Our focus was on the writing element of digital stories, but we also had long discussion on the elements of digital stories. I’ve included the podcasts of the session, if you are interested, and the website that was the heart of this session is a collaboration between NWP and Pearson Foundation that Pen and I were part of. You can view the website (still in beta) here. This presentation is also now part of my own collection of workshops around writing and technology.

Also, the short video examples that we shared are not in this presentation. Sorry.


(go to presentation)

Listen to the Podcast of the workshop:

Peace (in sharing),
Kevin

Love Hate That Cat

Hate That Cat By Sharon Creech

Jack is back, and so is Miss Stretchberry, but this time it is a cat at the center of the story, and not a dog. You may remember how much I loved the book, Love That Dog by Sharon Creech. I use Love That Dog in my poetry unit, reading it aloud to my students and using the poems and sense of exploration of poetic styles as a way to reach my young writers.

Well, Creech has done it again, but this time, the book is Hate That Cat, and just like its predecessor, the book is infused with poems from the canon (Edgar Allen Poe, William Carlos Williams, Valerie Word, Lord Tennyson, etc.) as Jack tries to come to grips with two things: how to find love for cats and how to explain his love for his mother, who is deaf.

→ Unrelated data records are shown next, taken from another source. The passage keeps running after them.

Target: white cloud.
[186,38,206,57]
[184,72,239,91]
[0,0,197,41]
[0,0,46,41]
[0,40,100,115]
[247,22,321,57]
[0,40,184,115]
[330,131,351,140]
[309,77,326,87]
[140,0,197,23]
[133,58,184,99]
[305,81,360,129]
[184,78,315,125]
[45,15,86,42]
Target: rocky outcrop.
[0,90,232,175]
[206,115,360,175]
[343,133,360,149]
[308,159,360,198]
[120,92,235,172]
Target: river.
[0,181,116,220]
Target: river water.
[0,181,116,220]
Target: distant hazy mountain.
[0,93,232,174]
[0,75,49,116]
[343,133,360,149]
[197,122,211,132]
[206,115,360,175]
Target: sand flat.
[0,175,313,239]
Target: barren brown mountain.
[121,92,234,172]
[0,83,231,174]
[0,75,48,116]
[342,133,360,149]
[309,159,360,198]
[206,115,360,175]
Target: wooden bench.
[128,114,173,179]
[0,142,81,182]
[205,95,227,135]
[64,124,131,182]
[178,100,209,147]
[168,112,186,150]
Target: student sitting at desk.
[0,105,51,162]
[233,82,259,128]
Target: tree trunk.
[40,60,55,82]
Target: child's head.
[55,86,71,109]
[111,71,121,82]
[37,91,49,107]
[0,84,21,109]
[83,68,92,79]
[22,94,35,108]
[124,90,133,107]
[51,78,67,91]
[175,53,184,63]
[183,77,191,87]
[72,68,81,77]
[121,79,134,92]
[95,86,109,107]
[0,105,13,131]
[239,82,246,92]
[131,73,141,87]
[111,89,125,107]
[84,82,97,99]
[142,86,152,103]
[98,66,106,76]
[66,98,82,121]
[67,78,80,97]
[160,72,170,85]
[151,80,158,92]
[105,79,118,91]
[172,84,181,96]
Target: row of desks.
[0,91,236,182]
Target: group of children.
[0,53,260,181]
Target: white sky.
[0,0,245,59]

The book is written in the form of a poetic journal between Jack and his teacher, who remains a silent yet supportive and loving presence just off the pages of the book. Everyone should have a teacher like Miss Stretchberry in their life.

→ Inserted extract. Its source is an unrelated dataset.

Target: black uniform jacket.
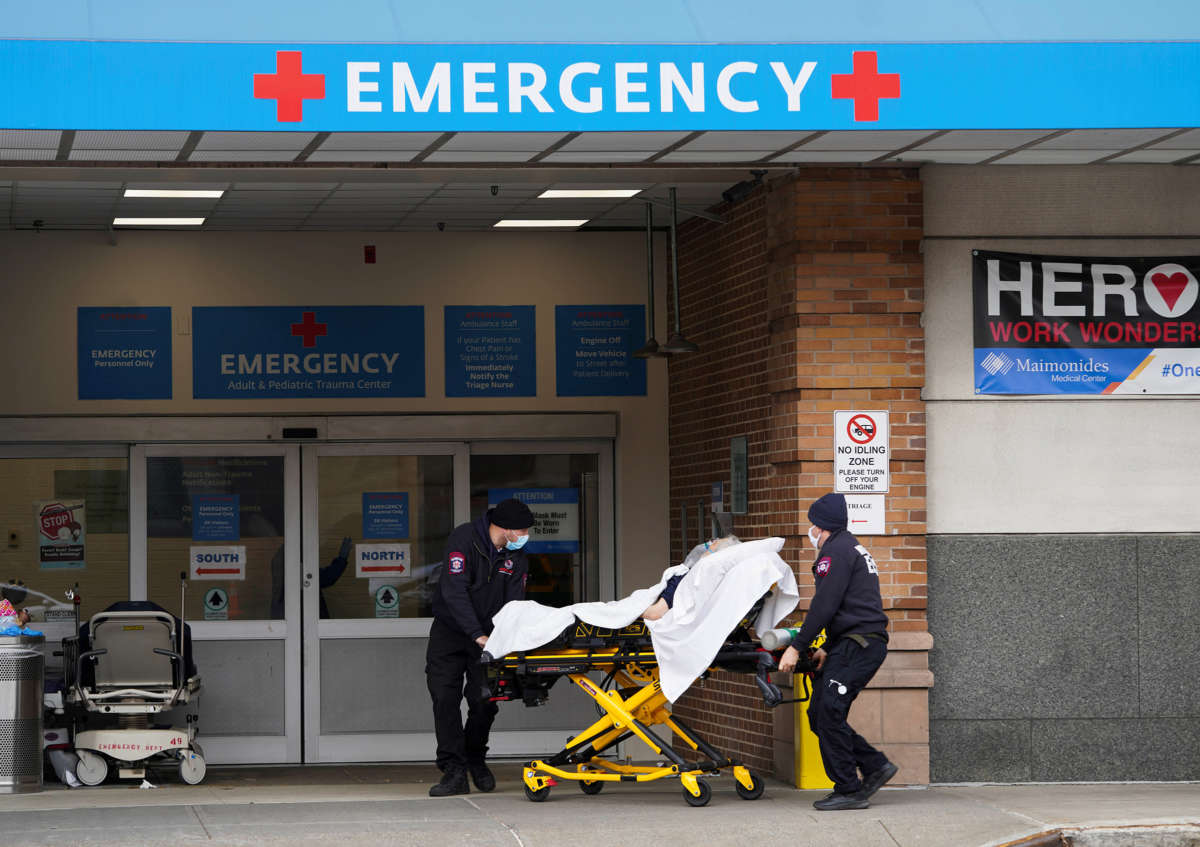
[792,530,888,650]
[433,510,529,639]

The cat element revolves around a black cat that scratched him and hurt him when he went out of his way to save it — thus the refrain: I hate that cat. But then, even as he continues to cherish the memories of his dog, Sky, that formed the center of Love That Dog, he gets a kitten and his heart melts. The black cat that he hates so much later redeems itself with Jack.

The mother element is more delicate and unfolds slowly, as Jack begins to tell what it is like to have a mother who is deaf and signs with her hands for language. He wonders early in the book, before we even know about his mother: how does someone who can’t hear sound experience a poem with sound words within it? He finds a way, and the book ends with a poetry reading, with his mother in the audience, as Jack signs his poems from the front of the room.

As with Love That Dog, I found myself getting very emotional at certain points in Hate That Cat and if you are not moved by Jack and his poems, then … I don’t know. Creech uses a sense of humor to set up the deeper emotional experiences from Jack’s world.

Along the way, Jack learns about poetic techniques such as alliteration, onomatopoeia, assonance, dissonance, and more. And Creech tosses a little literary fire into the mix by having Jack’s uncle, a college professor of English, argue with Jack about what makes a poem a poem (his uncle believes that poems must have grand themes, using intricate rhyming patterns and assures Jack that what he is writing in class are not poems at all, but just scribbles of words).

The book puts me into a bit of a conundrum: do I drop Love That Dog for Hate That Cat? Or do I find a way to use both?